Not typical consumers, right? Typical bank consumers have < $250k in their account, and thus there's no reason for them to cause a run.



That didn't prevent multiple runs against Washington Mutual in 2008, and it won't prevent runs now. People are worried that they won't be able to get to their money even if it is insured.

Plus, even if the "typical" consumers don't freak out, businesses might. There are a lot of businesses with accounts over the FDIC limit. Only about 60% of bank deposits in the US are insured.


Right, and the clientele of SVB was largely businesses. Only 7% of SVB deposits were FDIC insured, making them extra vulnerable to bank runs.


>People are worried that they won't be able to get to their money even if it is insured.

If the US government is unable to cover those claims then you have much bigger problems to worry about.


If I thought the US government was going to fail I'd simply try to be the first to convert my dollars to a dense and valuable commodity, like gold, and then find another government to live under.
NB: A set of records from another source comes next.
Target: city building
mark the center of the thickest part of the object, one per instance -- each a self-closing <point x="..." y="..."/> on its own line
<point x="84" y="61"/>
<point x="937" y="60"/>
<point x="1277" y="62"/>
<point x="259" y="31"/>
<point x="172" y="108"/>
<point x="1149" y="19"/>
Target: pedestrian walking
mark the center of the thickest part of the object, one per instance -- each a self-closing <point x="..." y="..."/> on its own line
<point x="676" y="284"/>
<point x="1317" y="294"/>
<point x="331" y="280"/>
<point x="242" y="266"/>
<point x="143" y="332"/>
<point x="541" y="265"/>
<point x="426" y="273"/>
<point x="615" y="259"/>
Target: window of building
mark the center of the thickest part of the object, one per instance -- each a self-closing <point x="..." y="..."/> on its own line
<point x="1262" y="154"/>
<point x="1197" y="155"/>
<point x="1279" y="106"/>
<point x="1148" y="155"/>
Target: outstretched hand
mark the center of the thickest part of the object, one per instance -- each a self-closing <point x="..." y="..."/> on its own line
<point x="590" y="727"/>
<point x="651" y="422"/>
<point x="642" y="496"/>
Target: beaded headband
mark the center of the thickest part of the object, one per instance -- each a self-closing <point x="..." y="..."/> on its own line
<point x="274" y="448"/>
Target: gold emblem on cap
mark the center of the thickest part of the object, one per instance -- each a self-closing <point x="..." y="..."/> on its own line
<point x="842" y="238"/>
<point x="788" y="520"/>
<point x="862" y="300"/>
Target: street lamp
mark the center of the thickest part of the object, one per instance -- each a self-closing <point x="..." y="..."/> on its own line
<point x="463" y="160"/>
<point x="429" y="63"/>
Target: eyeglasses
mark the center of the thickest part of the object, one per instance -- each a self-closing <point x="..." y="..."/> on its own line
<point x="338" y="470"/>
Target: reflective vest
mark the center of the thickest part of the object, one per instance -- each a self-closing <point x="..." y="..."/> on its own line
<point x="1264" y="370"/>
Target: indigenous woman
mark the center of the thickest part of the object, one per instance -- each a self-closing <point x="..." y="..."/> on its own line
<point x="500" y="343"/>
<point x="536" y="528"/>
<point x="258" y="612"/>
It's not like people pulling out dollars have to keep their wealth in dollars.


If it ever got that bad a can of beans would be worth more than almost anything.


Not the first failing empire in the history of the world...


The ability to mint money is unlimited. The ones being eventually bailed in will be foreign debt holders via inflation.


I guess maybe if all the small customers pull out of index funds to flee to bitcoin? Not sure.


How would they even do that? Bitcoin handles ~350k transactions per day. VTI (Vanguard's Total Stock Index), a large size fund is on average traded 3,670k per day. That's one fund. There is no reasonable way for small customers to pull out of index funds to bitcoin unless there is a fundamental change to how bitcoin operates.


VTI (Vanguard's Total Stock Index), a large size fund is on average traded 3,670k per day.

I doubt those VTI transactions are each of a single share, which is the only way the 3.67M number you cite would match VTI's trading history.

But nobody's mind was ever changed about Bitcoin on an HN comment thread, so let's just leave it at that.


Small customers get BTC from an exchange, which keeps their accounting internally. No transaction volume limits.

Later the small customer may move that BTC to self-custody, which could be an on-chain transaction or LN or other side chain with more transaction capacity.